Kukiz powiedział w czwartek w radiu RMF FM, że Jaruzelski i Kiszczak z "całą pewnością" powinni stracić stopnie generalskie. "Nigdy nie jest za późno, pewne sprawy się nie przedawniają, Kiszczak i Jaruzelski zapisali się niezbyt chlubnie w historii Rzeczypospolitej, nie uważam, żeby osoby, które są współodpowiedzialne za przynajmniej 100 ofiar w czasie stanu wojennego, w czasie ich rządów, miały być z traktowane z honorami" - podkreślił.

"Udało im się dożyć do końca swoich dni we miarę względnym spokoju. Przerażające (jest), że spełniły się słowa piosenki Jacka Kaczmarskiego (Wróżba - PAP) +kary nie będzie dla przeciętnych drani, a lud ofiary złoży nadaremnie, morderców grzebać będą z honorami, na bruku ulic nędza się wylęgnie+" - zaznaczył Kukiz.

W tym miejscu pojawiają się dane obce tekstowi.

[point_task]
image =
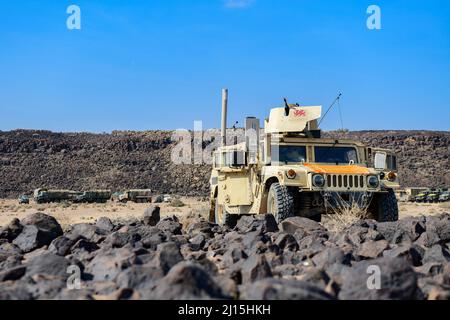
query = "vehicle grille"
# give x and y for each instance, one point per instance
(347, 181)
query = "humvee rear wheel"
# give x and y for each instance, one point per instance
(385, 207)
(222, 218)
(280, 202)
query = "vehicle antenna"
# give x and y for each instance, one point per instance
(340, 114)
(331, 106)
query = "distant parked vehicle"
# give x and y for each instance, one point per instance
(445, 196)
(47, 196)
(93, 196)
(433, 196)
(135, 195)
(23, 199)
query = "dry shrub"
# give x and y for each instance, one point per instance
(345, 212)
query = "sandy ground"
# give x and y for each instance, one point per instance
(67, 213)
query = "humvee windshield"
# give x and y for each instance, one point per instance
(289, 154)
(338, 155)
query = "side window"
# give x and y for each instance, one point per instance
(234, 158)
(391, 162)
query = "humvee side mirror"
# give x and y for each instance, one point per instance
(235, 159)
(380, 161)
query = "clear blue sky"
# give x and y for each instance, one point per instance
(161, 64)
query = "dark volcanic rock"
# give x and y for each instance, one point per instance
(290, 225)
(255, 268)
(105, 224)
(12, 274)
(282, 289)
(436, 253)
(186, 281)
(167, 255)
(39, 230)
(47, 263)
(151, 215)
(139, 260)
(170, 225)
(397, 280)
(12, 230)
(260, 223)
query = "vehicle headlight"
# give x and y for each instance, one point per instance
(318, 180)
(392, 176)
(291, 174)
(373, 181)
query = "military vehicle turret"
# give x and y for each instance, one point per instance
(287, 169)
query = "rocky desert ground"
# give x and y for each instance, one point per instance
(157, 253)
(122, 160)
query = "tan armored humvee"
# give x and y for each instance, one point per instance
(287, 169)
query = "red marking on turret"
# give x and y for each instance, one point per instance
(299, 113)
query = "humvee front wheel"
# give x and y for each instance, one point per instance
(222, 218)
(280, 202)
(385, 207)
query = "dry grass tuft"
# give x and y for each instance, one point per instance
(346, 212)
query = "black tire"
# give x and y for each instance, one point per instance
(385, 208)
(280, 200)
(222, 218)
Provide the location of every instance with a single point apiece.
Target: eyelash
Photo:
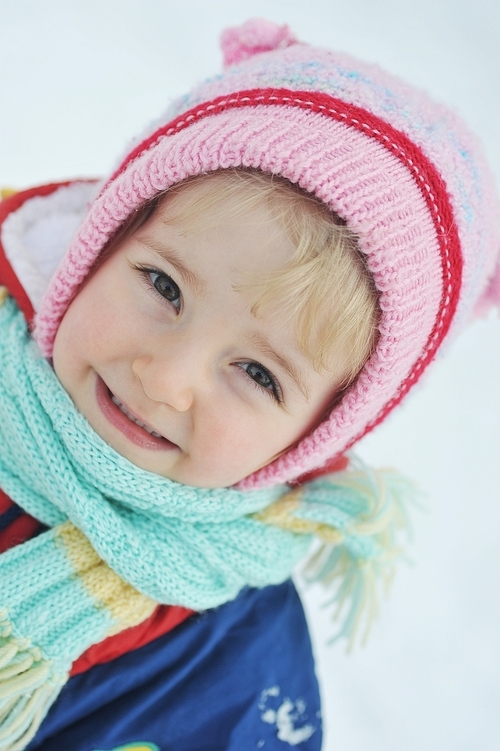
(146, 274)
(274, 392)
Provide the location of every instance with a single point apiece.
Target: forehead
(215, 223)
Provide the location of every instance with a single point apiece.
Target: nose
(172, 376)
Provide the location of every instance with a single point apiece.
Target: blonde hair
(326, 287)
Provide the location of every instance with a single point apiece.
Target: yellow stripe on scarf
(126, 605)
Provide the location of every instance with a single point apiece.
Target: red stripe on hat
(427, 178)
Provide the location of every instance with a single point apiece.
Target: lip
(119, 420)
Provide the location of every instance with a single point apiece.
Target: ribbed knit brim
(403, 172)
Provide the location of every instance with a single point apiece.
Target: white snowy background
(78, 78)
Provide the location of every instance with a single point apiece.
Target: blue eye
(263, 378)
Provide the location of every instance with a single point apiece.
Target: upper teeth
(134, 419)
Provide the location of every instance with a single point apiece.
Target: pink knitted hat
(402, 171)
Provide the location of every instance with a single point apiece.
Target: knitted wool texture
(124, 539)
(402, 171)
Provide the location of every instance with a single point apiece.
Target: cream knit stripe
(47, 601)
(126, 606)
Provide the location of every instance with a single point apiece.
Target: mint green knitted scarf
(122, 540)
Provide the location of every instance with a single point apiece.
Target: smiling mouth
(123, 420)
(130, 416)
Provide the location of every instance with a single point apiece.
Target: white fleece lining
(36, 236)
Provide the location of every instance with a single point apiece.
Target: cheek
(236, 444)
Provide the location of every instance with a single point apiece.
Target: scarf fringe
(362, 565)
(357, 516)
(28, 687)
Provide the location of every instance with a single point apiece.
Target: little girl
(269, 270)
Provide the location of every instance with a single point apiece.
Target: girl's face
(162, 354)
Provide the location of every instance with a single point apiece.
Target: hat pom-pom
(241, 42)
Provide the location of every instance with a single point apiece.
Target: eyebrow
(263, 345)
(259, 341)
(172, 257)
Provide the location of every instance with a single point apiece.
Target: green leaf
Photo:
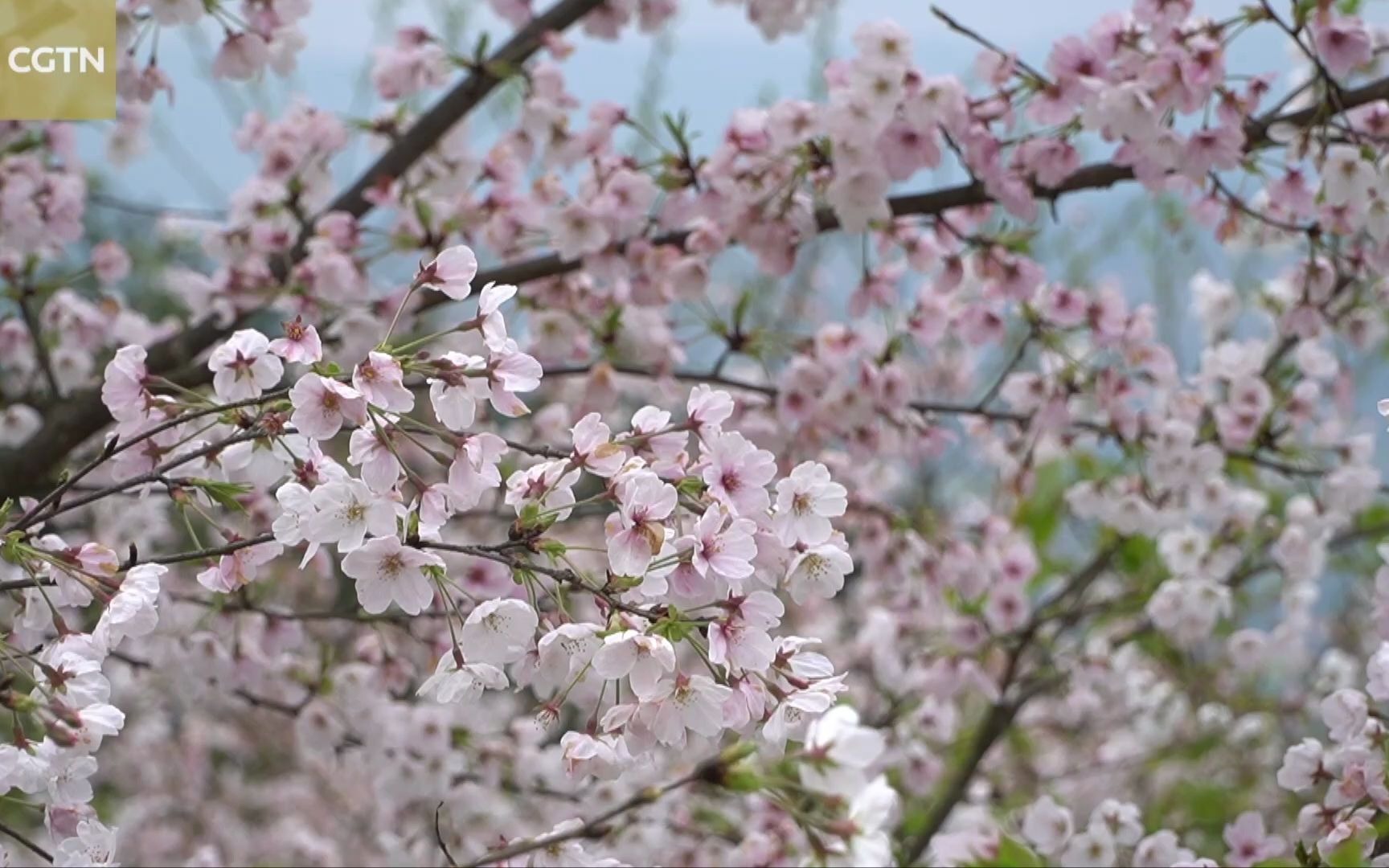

Pytany, czy odebranie stopni generalskich, to nie jest zemsta, Kukiz powiedział: "Dla mnie wygląda to na elementarne szukanie resztek sprawiedliwości. Ubolewam, że w trakcie życia tych dwóch panów, nie doszło do jakiegoś rozliczenia".

We wtorek minister obrony narodowej Antoni Macierewicz zapowiedział, że Jaruzelskiemu i Kiszczakowi zostaną odebrane stopnie generalskie. "Podejmujemy w tej sprawie kroki prawne mające na celu odebranie stopni wojskowych zarówno Jaruzelskiemu, jak i Kiszczakowi. Zbrodniarze odpowiedzialni za działanie zbrojne przeciwko własnemu narodowymi nie zasłużyli na to, by nosić te stopnie wojskowe" - dodał Macierewicz.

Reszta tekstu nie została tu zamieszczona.